Glycogen-storage disease type IV represents an uncommon form of glycogen-storage disease. The frequency of all forms of glycogen-storage disease is 1 case in 20,000-25,000 persons; glycogen-storage disease type IV accounts for approximately 3% of all cases.


Classic glycogen-storage disease type IV causes progressive liver cirrhosis and death in children by age 5 years unless liver transplantation is performed. The perinatal form of the disease is invariably fatal. Patients with cardiomyopathy often develop progressive heart failure, which may lead to death despite medical and surgical intervention.

Patients with nonprogressive liver disease usually retain some hepatic function and do not require liver transplantation. An increased risk of hepatocellular adenoma and one case of hepatocellular carcinoma has been reported.

Neuromuscular dysfunction, although not life threatening, may be progressive and debilitating.


A subgroup of patients, primarily people of Ashkenazi Jewish descent, have clinically diagnosed polyglucosan body disease and decreased glycogen-branching enzyme activity.


Both sexes are equally affected because the deficiency of glycogen-branching enzyme activity is inherited as an autosomal-recessive trait.

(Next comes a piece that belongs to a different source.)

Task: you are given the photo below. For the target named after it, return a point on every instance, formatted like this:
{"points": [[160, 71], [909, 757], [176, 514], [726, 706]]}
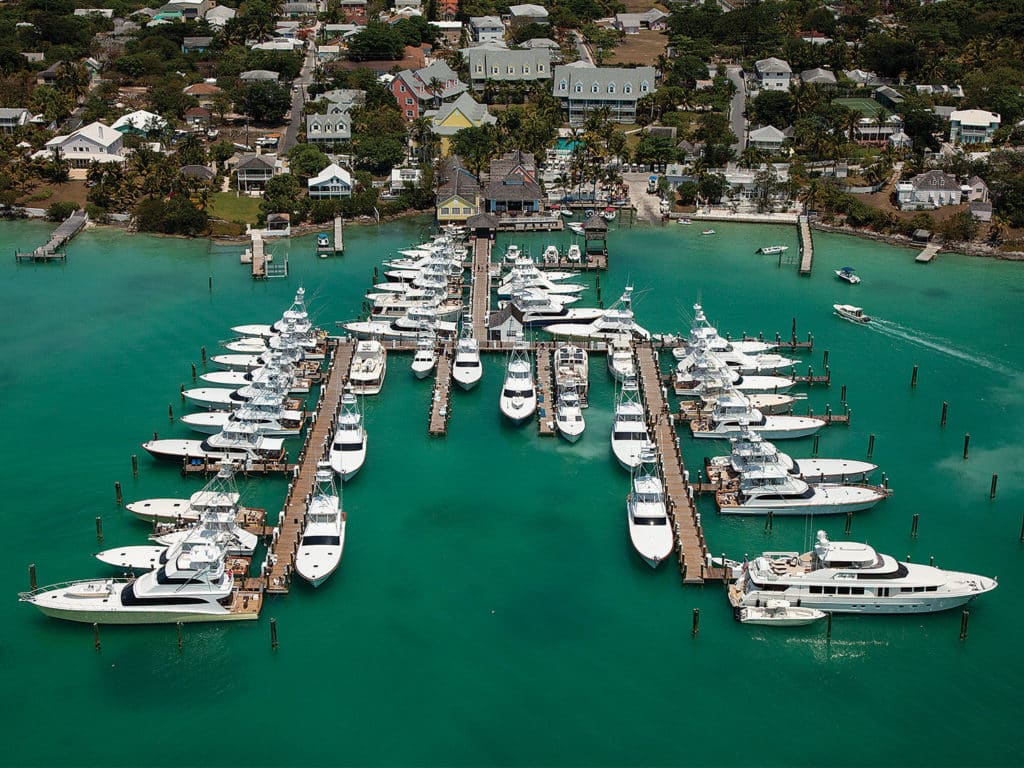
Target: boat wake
{"points": [[939, 344]]}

In its classic form, glycogen-storage disease type IV presents during the first year of life with hepatosplenomegaly and failure to thrive. Patients with nonprogressive liver disease may present later in childhood. The perinatal form of glycogen-storage disease type IV presents in utero or immediately after birth. The age of onset in individuals with glycogen-storage disease type IV variants that predominantly feature nerve, muscle, or cardiac involvement ranges from early infancy through adulthood.